Occasionally, I walk those nostalgic avenues and spiffed-up alleys, glancing up at Mt. Helix, which through its Foundation has endured as a treasure to all who access its beauty. At least one memorable day was a NO SCHOOL ALERT, over the radio, because of the SNOW on Mt. Helix, glowingly visible for hours! I hear children laughing from other houses as I pass those of Don and Sharon and Janet, Kay, Marilyn and Larry, Donna, Julie (whose Mom, after school, creatively taught us 5th grade girls basic cooking skills), Anona, Carla, and Larry (your house is gorgeous purple now!). As I pass "his house" I remember the day our neighbor crashed through his front screen door in his urgency to alert us that our garage was on fire. I recall Saturday comic book reading over our sodas at the fountain next to La Mesa Mart (now, superb breakfasts at La Mesa Bistro and Cafe), and the sandy intersection where I skidded and tumbled on my brand new, Christmas bicycle. I am amusedly annoyed at all the traffic keeping me alert as I walk down the memory lane of this Jefferson-Madison-Glen-Jackson-Garfield grid. I pick up my pizza and/or ice cream and happily head home to the present.
Submitted by Janet
Old La Mesa Library
My family moved to Casa de Oro in 1958. There was no bank, church, stores or library. We went to La Mesa to do everything. One of our favorite weekly family car trips was to the La Mesa Library. I lived for these trips, as our television had broken and we read books all week. One night, in 1959, we started driving to the library. The fog was so thick it blocked out all vision and my mother turned the car around and told us we couldn’t go any further. We all started to cry, as we wouldn’t get any new books until the following week. My favorite to check out were mystery books, Nancy Drew, Trixie Belden and Hardy Boys. I loved them so much I became a San Diego Police Officer in the early 1970’s, one of the first female officers hired and trained for patrol.
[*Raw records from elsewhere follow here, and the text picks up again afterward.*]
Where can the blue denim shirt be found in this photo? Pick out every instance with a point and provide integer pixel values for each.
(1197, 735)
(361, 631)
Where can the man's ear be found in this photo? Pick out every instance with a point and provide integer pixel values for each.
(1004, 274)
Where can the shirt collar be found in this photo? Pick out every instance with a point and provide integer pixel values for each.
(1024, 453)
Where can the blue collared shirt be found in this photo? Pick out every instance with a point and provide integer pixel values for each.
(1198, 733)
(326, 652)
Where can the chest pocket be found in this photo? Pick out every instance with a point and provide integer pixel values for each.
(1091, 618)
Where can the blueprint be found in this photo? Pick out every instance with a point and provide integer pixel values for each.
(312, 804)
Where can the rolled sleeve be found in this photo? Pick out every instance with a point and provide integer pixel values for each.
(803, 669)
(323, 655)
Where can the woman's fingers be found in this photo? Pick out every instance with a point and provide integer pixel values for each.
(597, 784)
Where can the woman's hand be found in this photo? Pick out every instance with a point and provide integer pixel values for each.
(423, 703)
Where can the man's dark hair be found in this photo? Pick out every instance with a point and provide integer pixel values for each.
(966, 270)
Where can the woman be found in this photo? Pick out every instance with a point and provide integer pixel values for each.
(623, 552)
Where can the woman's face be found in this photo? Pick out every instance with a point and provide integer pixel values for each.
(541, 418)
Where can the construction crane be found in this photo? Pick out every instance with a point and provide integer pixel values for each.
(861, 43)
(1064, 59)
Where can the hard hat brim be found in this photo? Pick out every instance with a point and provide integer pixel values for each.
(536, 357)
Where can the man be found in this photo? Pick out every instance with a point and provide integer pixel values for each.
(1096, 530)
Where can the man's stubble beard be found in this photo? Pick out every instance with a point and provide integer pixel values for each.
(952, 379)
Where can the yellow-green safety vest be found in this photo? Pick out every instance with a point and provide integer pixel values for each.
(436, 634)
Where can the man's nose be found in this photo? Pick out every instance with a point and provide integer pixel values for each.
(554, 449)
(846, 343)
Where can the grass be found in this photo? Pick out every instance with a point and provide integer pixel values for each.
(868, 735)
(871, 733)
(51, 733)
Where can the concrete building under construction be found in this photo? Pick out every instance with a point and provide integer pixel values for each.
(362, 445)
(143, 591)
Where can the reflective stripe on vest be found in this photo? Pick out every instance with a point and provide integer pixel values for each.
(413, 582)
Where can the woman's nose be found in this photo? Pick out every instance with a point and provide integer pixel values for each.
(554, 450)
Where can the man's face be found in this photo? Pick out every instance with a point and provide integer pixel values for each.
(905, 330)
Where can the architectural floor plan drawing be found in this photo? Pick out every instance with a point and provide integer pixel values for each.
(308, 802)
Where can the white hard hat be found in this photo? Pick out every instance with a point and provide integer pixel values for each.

I retired from law enforcement after 33 years and now live one block from La Mesa. I love La Mesa!!!
Submitted by Brenda
My roots go back pretty far. Not only did I grow up in and around La Mesa, but my mother who is now 83, did as well. When she was in high school her very first job was at La Mesa Pharmacy. Back then, the pharmacy had a soda fountain and she was a "Soda Jerk". One of her favorite stories was about the invention of whipped cream in an aerosol can. She was just getting used to using the can, when quite suddenly and by pure accident, the fluffy whipped cream literally "got out of hand". The town barber was at the fountain enjoying his soda when he was sprayed in the face! Everyone there got quite a laugh, including the barber! Mom ends her story with the admission that she did not charge him for the serving of whipped cream!
Submitted by Daughn
La Mesa tree-lined street
Having read a few different publications on La Mesa’s upcoming Centennial celebration, I have been thinking a lot about my choice to live here. It plucked at my heart strings to realize that the people who have been coming here for 100 years, did so for the same reason as myself, the small town feel. My father was in the Navy, so we moved around every few years. I never really felt "from" anywhere. I joined the Navy as well, so I got to see the world, but I never put down roots. I’ve been a musician for years, and after the Navy I dreamed of life on the road. I lived a life of traveling, and never really considered settling down until I moved to La Mesa. I moved here in 1996, and instantly fell in love. I had never been a "part" of a community before, but I was welcomed right in. Now I feel, after 15 years, that I am "from" here. I gladly tell people that this is where I belong. From the people you see on the street, to the people running the shops and restaurants, you can’t help but feel a "part" of this community because you recognize people wherever you go. After a life of anonymity it’s nice to know people by name. It’s nice to have people wave at you when you walk down the street. It’s nice to have people coming here for that same feeling. Thank you La Mesa, it’s nice to know that in an increasingly hustle and bustle world, there’s still a place for those of us who want the small town life. I no longer dream of getting away, and I am proud to call La Mesa my home.